Active agent will send "lastlogsize", "mtime" and "state" updates at the same time as it usually sends historical data. If it has data for the log item to send, it sends "lastlogsize" and "mtime" together with that data, as before. If it does not have any data to send, or "lastlogsize" and "mtime" increased further after last data was acquired, or "state" has changed, it sends "lastlogsize", "mtime" and "state" update with "value" JSON tag omitted (note that if "state" tag is omitted, it defaults to "0"):

// regular message
{
    "host":"Server 115",
    "key":"logrt[/var/log/.*messages,linux]",
    "value":"Jan 26 18:26:48 linux-h5fr dhcpcd[3410]: eth0: broadcasting for a lease",
    "lastlogsize":225,
    "mtime":1360297600,
    "clock":1360317696,
    "ns":103174218
}

// "lastlogsize" and "mtime" changed
{
    "host":"Server 115",
    "key":"logrt[/var/log/.*messages,linux]",
    "lastlogsize":375,
    "mtime":1360297610,
    "clock":1360317697,
    "ns":471824374
}

// item became not supported
{
    "host":"Server 115",
    "key":"logrt[/var/log/.*messages,linux]",
    "value":"Cannot open file \"/var/log/messages\": [13] Permission denied",
    "lastlogsize":375,
    "mtime":1360297610,
    "clock":1360317712,
    "ns":44846123,
    "state":1
}

// item became supported
{
    "host":"Server 115",
    "key":"logrt[/var/log/.*messages,linux]",
    "lastlogsize":412,
    "mtime":1360297715,
    "clock":1360317718,
    "ns":536131222
}
...

The rationale for omitting "value" tag (rather than making it "null") is that in Zabbix 2.4 JSON "null" value is parsed as an empty string, which can be saved into the database. If we omit the tag entirely, the entry will be skipped by Zabbix 2.4 server. While we do not require that an older server works with a newer agent, this will prevent negative consequences of configuration mistakes (a lot of empty values in history).

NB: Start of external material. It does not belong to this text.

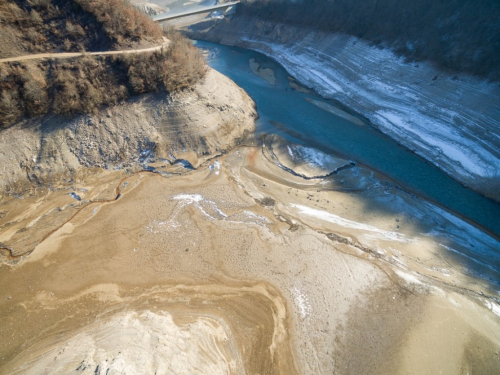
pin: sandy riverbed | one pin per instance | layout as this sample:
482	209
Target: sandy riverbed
241	267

Note that according to the protocol log[] and eventlog[] items only send "lastlogsize", whereas logrt[] items send both "lastlogsize" and "mtime" (see protocol documentation). Server and proxy should account for that and only update the necessary fields.

Agent should send single meta information update packet with every check. That means if multiple non-matching lines found during the check agent should not generate separate packet for every line.

Database changes

The following fields should be added to "proxy_history" table:

 FIELD		|lastlogsize	|t_bigint	|'0'	|NOT NULL	|0
 FIELD		|mtime		|t_integer	|'0'	|NOT NULL	|0
 FIELD		|meta		|t_integer	|'0'	|NOT NULL	|0

Here, if "meta" field is 1, it indicates that there is no data associated with this history entry. Rather, only meta information like "lastlogsize" and "mtime" should be updated. If "meta" field is 0 (the default), it will function in the same way as before.

The rationale for adding an extra "meta" field, rather than making "value" field accept NULL, is twofold: (1) we have a convention not to make string fields in the database NULL, (2) Oracle does not distinguish between NULL and empty strings.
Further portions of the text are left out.